Marina Roveda Publicado em 27/04/2023, às 08h17
O Tribunal de Justiça de São Paulonegou, em sessão realizada nesta quarta-feira (26), o pedido de indenização do fotógrafo Sérgio Silva, que perdeu a visão após ser atingido por uma bala de borracha disparada pela Polícia Militar de São Paulo durante as manifestações de junho de 2013. Os desembargadores da 9ª Câmara de Direito Público do Tribunal mantiveram a decisão de 2017 da mesma turma, que havia julgado improcedente o pedido de Silva.
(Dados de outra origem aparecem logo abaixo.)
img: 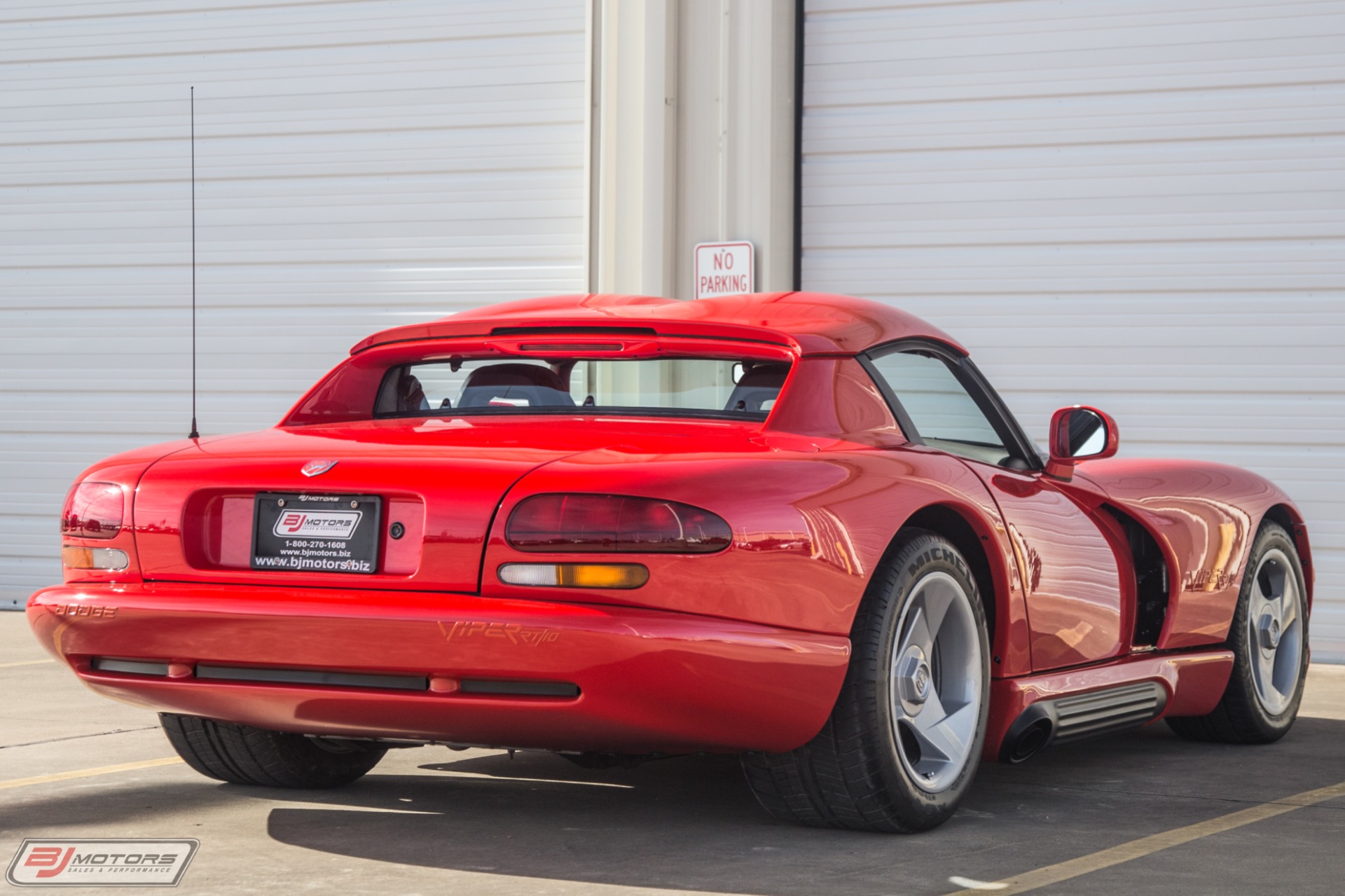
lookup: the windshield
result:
[374,358,789,420]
Na ocasião, a turma seguiu a decisão da 1ª instância, que afirmou que o fotógrafo assumiu os riscos de seu ofício ao se colocar entre os manifestantes e a polícia, e que, portanto, seria o único responsável pelo ferimento que o deixou cego.
A decisão dos desembargadores considera que Silva teve "culpa exclusiva" pelo ocorrido, ao se colocar na linha de confronto. O advogado do fotógrafo, Maurício Vasques, alega que não teve direito de se manifestar perante os desembargadores e que irá recorrer ao Supremo Tribunal Federal, pois considera que a decisão tem repercussão imediata no caso, após a decisão do STF em junho de 2021, que determinou que o estado de São Paulo deveria indenizar o fotógrafo Alex Silveira, que também ficou cego após ser atingido por uma bala de borracha em uma manifestação de professores em 2000.
"Eles retomaram a formação da turma julgadora anterior, impediram minha sustentação oral por entenderem não ser cabível e mantiveram o acórdão por entender não ser o caso de aplicação do Tema 1055", diz Vasques, ao citar a decisão do STF.
Vasques afirma que a decisão dos desembargadores de negar o pedido de seu cliente fere o exercício da profissão de jornalista e endossa a ação desproporcional das forças de segurança. Ele cita a decisão do então decano do STF, o ex-ministro Marco Aurélio Mello, que afirmou que culpar o profissional de imprensa pelo incidente é inadmissível. Por ter repercussão geral, a decisão do STF deve ser seguida em casos semelhantes, como o de Sérgio Silva.